Xavier-Laurent Salvador : Elle ne nous inquiète pas. Elle est révélatrice à notre avis d’un état d’esprit. Nonna Mayer est une sociologue de grand renom. Elle participe depuis 2014 à une réflexion scientifique autour de la notion “d’islamophobie”. Voici de quoi il retourne : en 2015, un rapport de la Commission nationale consultative des droits de l’homme à la rédaction duquel elle a participé propose la définition suivante de l’islamophobie : “une attitude d’hostilité envers les musulmans, les personnes reçues comme telles”. Cette définition vraiment trop extensive reprend les orientations d’un rapport du CCIF (désormais dissous) paru en 2014, et qui précise que sont islamophobes “l’ensemble des actes de discrimination ou de violence contre des institutions ou des individus en raison de leur appartenance, réelle ou supposée, à l’Islam”.
Ne pensez-vous pas que laisser entendre qu’une critique pourrait être “une atteinte contre les musulmans ou assimilés”, c’est confondre une critique de l’islamisme politique (ce qui relève de la liberté d’opinion) avec une attaque contre des croyants ? Ce serait pour le moins discutable dans notre République ! Cette notion de “-phobie” confondrait le plan religieux et le plan humain, conformément à la théologie politique…

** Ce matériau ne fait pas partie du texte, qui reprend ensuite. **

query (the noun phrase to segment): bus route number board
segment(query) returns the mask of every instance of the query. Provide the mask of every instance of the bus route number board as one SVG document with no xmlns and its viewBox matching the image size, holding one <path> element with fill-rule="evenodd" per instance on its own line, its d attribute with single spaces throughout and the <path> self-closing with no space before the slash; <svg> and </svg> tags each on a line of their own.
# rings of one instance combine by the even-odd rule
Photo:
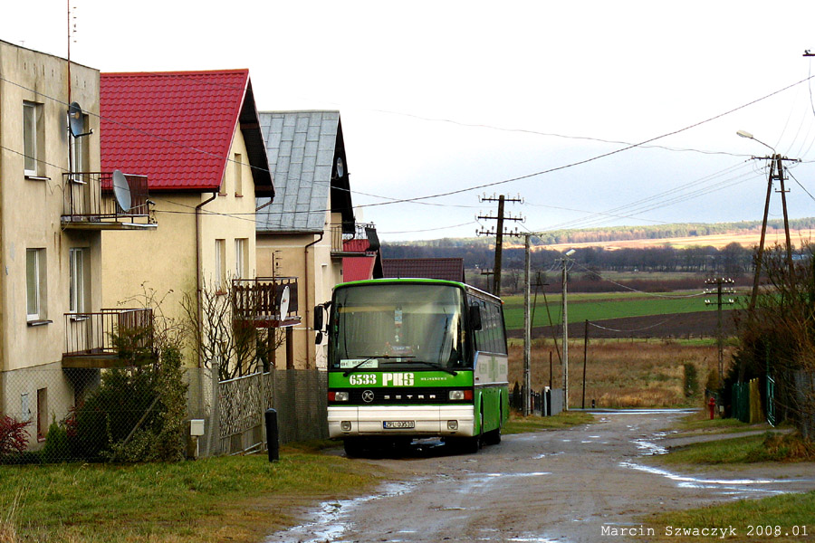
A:
<svg viewBox="0 0 815 543">
<path fill-rule="evenodd" d="M 382 423 L 385 430 L 401 430 L 416 428 L 416 421 L 385 421 Z"/>
</svg>

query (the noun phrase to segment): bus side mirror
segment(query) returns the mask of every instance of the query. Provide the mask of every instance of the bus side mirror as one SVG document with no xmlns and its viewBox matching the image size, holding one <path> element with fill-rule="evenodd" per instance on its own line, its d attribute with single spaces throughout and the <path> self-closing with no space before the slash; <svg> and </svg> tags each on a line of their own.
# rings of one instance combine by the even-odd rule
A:
<svg viewBox="0 0 815 543">
<path fill-rule="evenodd" d="M 474 330 L 481 329 L 481 309 L 478 306 L 470 306 L 470 327 Z"/>
<path fill-rule="evenodd" d="M 314 306 L 314 329 L 322 331 L 322 304 Z"/>
</svg>

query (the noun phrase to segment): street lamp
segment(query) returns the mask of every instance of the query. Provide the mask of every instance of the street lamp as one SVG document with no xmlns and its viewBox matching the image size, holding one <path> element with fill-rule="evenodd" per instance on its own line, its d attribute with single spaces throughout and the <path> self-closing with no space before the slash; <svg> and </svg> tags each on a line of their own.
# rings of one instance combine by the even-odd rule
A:
<svg viewBox="0 0 815 543">
<path fill-rule="evenodd" d="M 574 249 L 570 249 L 561 259 L 561 262 L 563 262 L 563 411 L 569 411 L 569 316 L 566 303 L 566 262 L 572 254 L 574 254 Z"/>
<path fill-rule="evenodd" d="M 761 143 L 762 146 L 764 146 L 765 148 L 767 148 L 768 149 L 772 150 L 773 155 L 776 154 L 776 153 L 775 153 L 775 148 L 772 148 L 772 147 L 767 145 L 766 143 L 764 143 L 764 142 L 762 141 L 761 139 L 756 139 L 755 136 L 753 136 L 753 134 L 751 134 L 751 133 L 748 132 L 747 130 L 736 130 L 736 135 L 739 136 L 740 138 L 746 138 L 747 139 L 753 139 L 753 141 L 757 141 L 757 142 Z"/>
</svg>

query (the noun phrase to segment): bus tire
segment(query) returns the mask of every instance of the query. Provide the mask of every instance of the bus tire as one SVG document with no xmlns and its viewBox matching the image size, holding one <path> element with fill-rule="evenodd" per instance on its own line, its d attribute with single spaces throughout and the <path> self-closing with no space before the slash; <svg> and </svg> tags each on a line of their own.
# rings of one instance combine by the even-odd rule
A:
<svg viewBox="0 0 815 543">
<path fill-rule="evenodd" d="M 501 443 L 501 421 L 503 420 L 503 411 L 498 413 L 498 427 L 484 433 L 484 441 L 488 445 L 497 445 Z"/>
<path fill-rule="evenodd" d="M 342 447 L 345 449 L 345 455 L 349 458 L 362 456 L 362 452 L 365 451 L 364 443 L 359 437 L 346 437 L 342 440 Z"/>
</svg>

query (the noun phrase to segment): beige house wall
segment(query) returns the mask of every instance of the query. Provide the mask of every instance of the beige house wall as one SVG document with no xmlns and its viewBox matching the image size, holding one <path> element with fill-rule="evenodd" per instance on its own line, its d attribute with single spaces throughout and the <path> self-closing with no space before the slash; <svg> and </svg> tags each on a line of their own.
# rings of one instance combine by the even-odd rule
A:
<svg viewBox="0 0 815 543">
<path fill-rule="evenodd" d="M 85 171 L 99 171 L 99 71 L 0 42 L 0 413 L 36 421 L 37 391 L 47 389 L 48 419 L 62 418 L 73 388 L 62 369 L 69 311 L 69 251 L 85 253 L 84 310 L 101 307 L 100 234 L 63 231 L 62 172 L 68 171 L 67 106 L 88 112 Z M 24 175 L 23 103 L 37 104 L 37 167 Z M 36 177 L 36 178 L 34 178 Z M 44 260 L 41 318 L 26 310 L 26 250 Z M 34 326 L 36 324 L 36 326 Z M 23 413 L 27 397 L 28 413 Z M 33 432 L 35 433 L 35 430 Z"/>
<path fill-rule="evenodd" d="M 329 206 L 330 207 L 330 206 Z M 328 344 L 315 345 L 314 306 L 331 299 L 337 283 L 342 282 L 342 259 L 331 256 L 330 226 L 341 223 L 340 214 L 326 214 L 325 234 L 275 233 L 257 234 L 259 277 L 296 277 L 298 314 L 302 318 L 292 333 L 294 367 L 327 367 Z M 316 243 L 315 243 L 316 242 Z M 285 367 L 285 346 L 278 349 L 277 367 Z"/>
<path fill-rule="evenodd" d="M 241 156 L 240 167 L 234 162 L 235 154 Z M 186 320 L 182 300 L 185 295 L 195 299 L 198 271 L 201 287 L 215 289 L 216 240 L 224 240 L 227 281 L 235 275 L 236 239 L 245 240 L 244 272 L 246 277 L 254 276 L 254 183 L 247 157 L 243 134 L 236 129 L 220 193 L 151 193 L 158 228 L 103 233 L 102 300 L 106 307 L 144 307 L 148 293 L 161 301 L 167 319 L 176 323 Z M 238 171 L 240 184 L 235 180 Z M 236 186 L 240 186 L 237 193 Z M 200 206 L 197 227 L 197 206 Z M 185 359 L 189 366 L 197 365 L 189 350 Z"/>
</svg>

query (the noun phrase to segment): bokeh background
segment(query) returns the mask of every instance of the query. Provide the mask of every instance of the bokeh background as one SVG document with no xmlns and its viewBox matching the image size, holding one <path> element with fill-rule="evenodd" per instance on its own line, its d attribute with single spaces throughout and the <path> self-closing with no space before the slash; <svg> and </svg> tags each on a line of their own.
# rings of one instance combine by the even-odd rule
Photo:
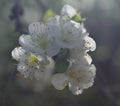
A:
<svg viewBox="0 0 120 106">
<path fill-rule="evenodd" d="M 64 4 L 86 18 L 97 43 L 90 53 L 95 84 L 79 96 L 22 78 L 11 57 L 29 23 L 41 20 L 48 9 L 60 14 Z M 0 106 L 120 106 L 120 0 L 0 0 Z"/>
</svg>

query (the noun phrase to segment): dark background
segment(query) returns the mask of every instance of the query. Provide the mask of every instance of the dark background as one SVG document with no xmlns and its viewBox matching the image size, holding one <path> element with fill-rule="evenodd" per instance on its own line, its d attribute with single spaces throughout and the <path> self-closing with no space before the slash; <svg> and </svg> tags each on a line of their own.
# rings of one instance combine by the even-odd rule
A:
<svg viewBox="0 0 120 106">
<path fill-rule="evenodd" d="M 60 14 L 66 3 L 87 18 L 85 27 L 97 43 L 90 53 L 95 84 L 79 96 L 22 78 L 11 57 L 29 23 L 48 9 Z M 120 0 L 0 0 L 0 106 L 120 106 Z"/>
</svg>

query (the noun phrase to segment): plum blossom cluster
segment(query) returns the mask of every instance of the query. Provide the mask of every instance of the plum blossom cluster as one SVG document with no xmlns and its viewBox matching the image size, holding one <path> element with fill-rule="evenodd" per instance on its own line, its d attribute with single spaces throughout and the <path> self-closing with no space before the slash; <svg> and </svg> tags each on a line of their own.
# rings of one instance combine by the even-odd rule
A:
<svg viewBox="0 0 120 106">
<path fill-rule="evenodd" d="M 24 78 L 50 82 L 58 90 L 67 86 L 74 95 L 93 85 L 96 68 L 88 52 L 96 49 L 96 43 L 73 7 L 64 5 L 61 15 L 31 23 L 28 30 L 28 35 L 19 37 L 20 47 L 12 51 Z M 61 50 L 68 50 L 69 56 L 67 69 L 59 73 L 54 57 Z"/>
</svg>

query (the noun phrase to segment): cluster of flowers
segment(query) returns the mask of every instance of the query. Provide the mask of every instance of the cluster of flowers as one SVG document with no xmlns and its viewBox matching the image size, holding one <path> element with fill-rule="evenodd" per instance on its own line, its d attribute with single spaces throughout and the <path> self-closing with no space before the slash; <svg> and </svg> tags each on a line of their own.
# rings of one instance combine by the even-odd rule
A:
<svg viewBox="0 0 120 106">
<path fill-rule="evenodd" d="M 29 35 L 21 35 L 21 46 L 12 51 L 13 59 L 19 62 L 17 70 L 24 78 L 50 81 L 58 90 L 68 86 L 75 95 L 93 85 L 96 68 L 88 52 L 96 49 L 96 43 L 83 22 L 75 20 L 76 16 L 79 15 L 73 7 L 64 5 L 60 16 L 29 25 Z M 53 57 L 63 49 L 69 50 L 69 65 L 64 73 L 55 73 Z"/>
</svg>

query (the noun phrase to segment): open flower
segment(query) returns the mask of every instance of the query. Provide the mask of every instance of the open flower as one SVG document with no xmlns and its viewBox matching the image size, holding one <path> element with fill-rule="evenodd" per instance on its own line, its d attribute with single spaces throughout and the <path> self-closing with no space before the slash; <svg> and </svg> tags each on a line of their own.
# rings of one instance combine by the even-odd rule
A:
<svg viewBox="0 0 120 106">
<path fill-rule="evenodd" d="M 13 59 L 17 60 L 17 70 L 25 77 L 37 80 L 50 80 L 54 69 L 54 60 L 47 57 L 48 63 L 44 62 L 44 58 L 27 52 L 22 47 L 16 47 L 12 51 Z"/>
<path fill-rule="evenodd" d="M 84 89 L 93 85 L 95 66 L 73 64 L 65 73 L 53 75 L 51 83 L 58 90 L 63 90 L 68 85 L 73 94 L 79 95 Z"/>
<path fill-rule="evenodd" d="M 30 35 L 21 35 L 19 38 L 19 43 L 24 49 L 50 57 L 55 56 L 59 52 L 60 47 L 49 36 L 46 25 L 39 22 L 32 23 L 29 25 L 29 33 Z"/>
<path fill-rule="evenodd" d="M 61 10 L 61 16 L 63 20 L 69 20 L 77 14 L 77 11 L 70 5 L 66 4 Z"/>
<path fill-rule="evenodd" d="M 75 21 L 59 21 L 59 23 L 50 23 L 51 30 L 50 35 L 55 38 L 56 44 L 61 48 L 75 48 L 79 46 L 82 36 L 85 36 L 83 32 L 84 27 Z"/>
</svg>

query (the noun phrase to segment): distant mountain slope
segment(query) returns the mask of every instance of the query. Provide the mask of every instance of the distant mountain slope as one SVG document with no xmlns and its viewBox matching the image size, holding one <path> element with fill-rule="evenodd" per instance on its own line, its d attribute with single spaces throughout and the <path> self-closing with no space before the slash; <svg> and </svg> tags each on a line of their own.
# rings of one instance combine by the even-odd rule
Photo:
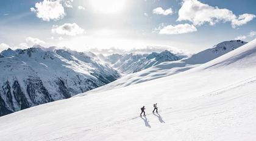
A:
<svg viewBox="0 0 256 141">
<path fill-rule="evenodd" d="M 106 57 L 105 61 L 112 64 L 121 73 L 132 74 L 156 66 L 166 61 L 180 60 L 178 57 L 168 50 L 161 53 L 153 52 L 151 54 L 112 54 Z"/>
<path fill-rule="evenodd" d="M 241 40 L 224 41 L 192 56 L 176 61 L 166 61 L 140 72 L 129 74 L 91 92 L 127 86 L 183 72 L 230 52 L 247 43 Z"/>
<path fill-rule="evenodd" d="M 256 40 L 176 75 L 1 117 L 0 140 L 255 140 L 255 60 Z"/>
<path fill-rule="evenodd" d="M 0 116 L 71 97 L 119 74 L 90 52 L 9 49 L 0 58 Z"/>
</svg>

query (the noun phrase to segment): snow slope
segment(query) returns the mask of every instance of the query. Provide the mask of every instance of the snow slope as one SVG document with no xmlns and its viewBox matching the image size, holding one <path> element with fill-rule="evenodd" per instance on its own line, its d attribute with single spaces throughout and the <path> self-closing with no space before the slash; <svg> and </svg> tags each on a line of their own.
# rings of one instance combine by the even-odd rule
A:
<svg viewBox="0 0 256 141">
<path fill-rule="evenodd" d="M 71 97 L 120 76 L 90 52 L 37 47 L 1 54 L 0 116 Z"/>
<path fill-rule="evenodd" d="M 246 43 L 241 40 L 224 41 L 190 57 L 176 61 L 163 62 L 141 71 L 128 74 L 107 85 L 94 89 L 90 92 L 126 87 L 180 73 L 233 51 Z"/>
<path fill-rule="evenodd" d="M 255 140 L 255 60 L 254 40 L 182 73 L 1 117 L 0 140 Z"/>
<path fill-rule="evenodd" d="M 123 74 L 128 74 L 141 71 L 161 63 L 177 61 L 183 56 L 175 55 L 168 50 L 150 54 L 112 54 L 104 59 Z"/>
</svg>

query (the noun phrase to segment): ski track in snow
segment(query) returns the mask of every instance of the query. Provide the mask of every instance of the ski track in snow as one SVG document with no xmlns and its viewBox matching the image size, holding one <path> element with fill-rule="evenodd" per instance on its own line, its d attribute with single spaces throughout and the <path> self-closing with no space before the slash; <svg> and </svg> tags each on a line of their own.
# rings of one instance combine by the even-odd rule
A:
<svg viewBox="0 0 256 141">
<path fill-rule="evenodd" d="M 210 92 L 208 94 L 207 94 L 205 95 L 202 95 L 202 97 L 205 97 L 206 95 L 210 95 L 210 96 L 216 96 L 218 95 L 227 92 L 227 91 L 233 91 L 235 89 L 238 89 L 241 87 L 244 87 L 247 86 L 247 84 L 253 84 L 255 83 L 256 82 L 256 77 L 253 77 L 251 78 L 248 78 L 248 79 L 246 79 L 241 82 L 239 83 L 236 83 L 232 84 L 230 84 L 227 87 L 224 87 L 222 89 L 219 89 L 218 90 L 215 91 L 213 92 Z M 250 94 L 251 94 L 252 93 L 255 93 L 256 92 L 255 91 L 254 91 L 252 92 L 248 92 L 248 93 L 246 93 L 246 94 L 240 94 L 239 95 L 237 95 L 236 97 L 227 97 L 226 98 L 221 98 L 221 99 L 218 99 L 214 101 L 212 101 L 212 102 L 210 102 L 210 103 L 207 103 L 207 104 L 203 104 L 203 105 L 198 105 L 196 106 L 194 106 L 194 107 L 190 107 L 190 106 L 188 106 L 186 108 L 183 108 L 182 109 L 177 109 L 177 110 L 174 110 L 172 111 L 172 108 L 171 107 L 169 107 L 169 108 L 162 108 L 162 110 L 159 110 L 158 113 L 161 114 L 161 116 L 160 117 L 163 117 L 165 115 L 167 115 L 168 114 L 179 114 L 179 113 L 188 113 L 188 112 L 193 112 L 193 111 L 198 111 L 199 110 L 202 110 L 202 109 L 207 109 L 207 108 L 210 108 L 212 107 L 215 107 L 216 106 L 220 106 L 220 105 L 225 105 L 227 104 L 229 102 L 231 102 L 235 100 L 237 100 L 239 99 L 241 97 L 246 97 L 247 95 L 249 95 Z M 218 114 L 223 114 L 226 112 L 227 111 L 220 111 L 220 112 L 213 112 L 211 114 L 204 114 L 204 115 L 201 115 L 199 116 L 196 117 L 193 117 L 193 118 L 188 118 L 188 119 L 186 119 L 187 121 L 191 121 L 191 120 L 195 120 L 196 119 L 198 119 L 198 118 L 201 118 L 201 117 L 207 117 L 207 116 L 211 116 L 213 115 L 216 115 Z M 139 114 L 139 113 L 138 113 Z M 152 118 L 155 118 L 155 117 L 152 117 L 152 115 L 154 115 L 153 113 L 148 113 L 146 114 L 146 118 L 149 118 L 148 119 L 150 119 Z M 121 124 L 123 124 L 125 123 L 126 122 L 131 122 L 132 120 L 138 120 L 140 118 L 144 118 L 144 116 L 134 116 L 133 117 L 128 117 L 126 118 L 125 119 L 123 119 L 123 120 L 120 120 L 118 121 L 116 121 L 112 123 L 108 123 L 107 125 L 96 125 L 95 127 L 94 128 L 88 128 L 87 126 L 81 126 L 81 127 L 77 127 L 74 129 L 80 129 L 80 132 L 84 132 L 85 134 L 87 132 L 93 132 L 95 131 L 98 131 L 99 129 L 102 130 L 104 129 L 105 128 L 110 128 L 112 126 L 117 126 Z M 141 118 L 141 119 L 142 119 Z M 150 119 L 149 119 L 150 118 Z M 149 122 L 149 120 L 148 120 Z M 180 123 L 182 122 L 180 122 Z M 100 123 L 99 125 L 102 124 L 102 123 Z M 159 123 L 160 124 L 160 123 Z M 175 124 L 177 124 L 177 123 L 176 123 Z M 151 128 L 151 126 L 150 126 L 149 125 L 148 125 L 148 126 L 149 126 L 149 128 Z M 148 126 L 146 126 L 146 127 L 145 128 L 149 128 Z M 84 129 L 83 129 L 84 128 Z M 77 133 L 73 133 L 72 134 L 73 136 L 75 136 L 76 134 L 79 134 L 80 132 L 77 132 Z M 65 137 L 60 137 L 60 138 L 56 138 L 54 139 L 53 140 L 65 140 Z M 66 138 L 66 140 L 68 140 L 69 137 Z"/>
</svg>

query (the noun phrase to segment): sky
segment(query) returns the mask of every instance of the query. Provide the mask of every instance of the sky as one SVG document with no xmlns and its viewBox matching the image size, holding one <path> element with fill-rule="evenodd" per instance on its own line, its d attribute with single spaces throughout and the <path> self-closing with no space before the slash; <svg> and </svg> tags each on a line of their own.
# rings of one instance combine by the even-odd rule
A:
<svg viewBox="0 0 256 141">
<path fill-rule="evenodd" d="M 256 37 L 254 0 L 1 0 L 0 50 L 196 53 Z"/>
</svg>

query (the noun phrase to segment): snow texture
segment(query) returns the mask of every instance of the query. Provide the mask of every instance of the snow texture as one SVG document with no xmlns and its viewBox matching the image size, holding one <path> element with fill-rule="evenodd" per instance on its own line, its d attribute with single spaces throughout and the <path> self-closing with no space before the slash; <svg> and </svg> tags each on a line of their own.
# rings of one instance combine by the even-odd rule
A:
<svg viewBox="0 0 256 141">
<path fill-rule="evenodd" d="M 256 40 L 179 74 L 26 109 L 0 117 L 0 140 L 255 140 L 255 60 Z"/>
</svg>

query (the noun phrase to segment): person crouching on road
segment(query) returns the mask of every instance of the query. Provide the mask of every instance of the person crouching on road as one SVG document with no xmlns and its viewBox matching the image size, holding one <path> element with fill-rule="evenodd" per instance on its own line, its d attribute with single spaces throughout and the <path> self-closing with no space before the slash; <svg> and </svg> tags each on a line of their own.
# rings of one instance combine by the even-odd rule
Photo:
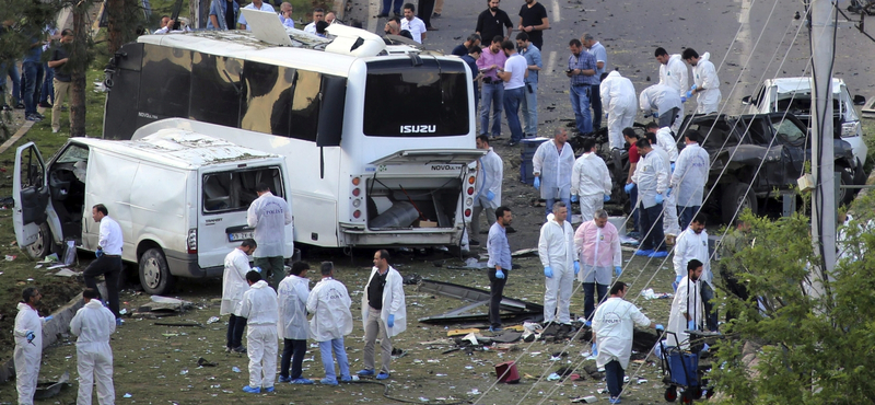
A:
<svg viewBox="0 0 875 405">
<path fill-rule="evenodd" d="M 374 375 L 377 380 L 389 378 L 392 362 L 390 338 L 407 328 L 407 304 L 401 275 L 389 266 L 389 253 L 380 250 L 374 254 L 374 268 L 362 294 L 364 322 L 364 369 L 359 375 Z M 374 344 L 380 335 L 380 373 L 374 372 Z"/>
<path fill-rule="evenodd" d="M 352 313 L 349 311 L 352 300 L 347 287 L 334 279 L 335 265 L 331 262 L 323 262 L 320 270 L 322 280 L 313 287 L 307 299 L 307 312 L 313 314 L 310 320 L 310 335 L 319 343 L 322 366 L 325 368 L 325 378 L 319 383 L 337 385 L 331 350 L 340 367 L 340 381 L 353 380 L 349 373 L 347 349 L 343 347 L 343 336 L 352 333 Z"/>
<path fill-rule="evenodd" d="M 279 310 L 280 324 L 277 328 L 282 339 L 282 359 L 280 360 L 280 382 L 292 384 L 312 384 L 313 380 L 303 378 L 304 355 L 307 352 L 307 299 L 310 298 L 310 265 L 295 262 L 289 276 L 280 281 Z M 291 375 L 289 367 L 292 368 Z"/>
<path fill-rule="evenodd" d="M 77 369 L 79 370 L 79 396 L 77 404 L 91 404 L 94 379 L 97 379 L 97 403 L 112 405 L 116 402 L 113 386 L 113 348 L 109 335 L 116 332 L 116 316 L 97 299 L 93 288 L 82 292 L 85 305 L 70 321 L 70 332 L 79 336 L 75 340 Z"/>
<path fill-rule="evenodd" d="M 279 308 L 277 292 L 258 271 L 246 274 L 249 289 L 243 293 L 237 313 L 246 319 L 249 329 L 246 332 L 246 352 L 249 355 L 249 385 L 243 392 L 260 394 L 273 392 L 273 379 L 277 375 L 277 321 Z"/>
</svg>

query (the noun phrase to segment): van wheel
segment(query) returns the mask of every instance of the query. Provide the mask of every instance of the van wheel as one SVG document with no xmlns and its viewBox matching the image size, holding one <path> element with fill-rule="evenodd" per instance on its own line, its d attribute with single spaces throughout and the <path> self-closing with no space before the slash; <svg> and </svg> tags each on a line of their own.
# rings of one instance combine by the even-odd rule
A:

Nous pensons que Nonna Mayer est représentative d’une pensée scientifique qui, sous prétexte de catégoriser les individus à travers les enquêtes d’opinion, a ouvert une brèche. Quand on voit ce qui se passe à Sciences po Grenoble, forcément, la nomination de quelqu’un qui a beaucoup oeuvré pour introduire cette notion dans le débat interpelle sur les orientations futures de l’établissement.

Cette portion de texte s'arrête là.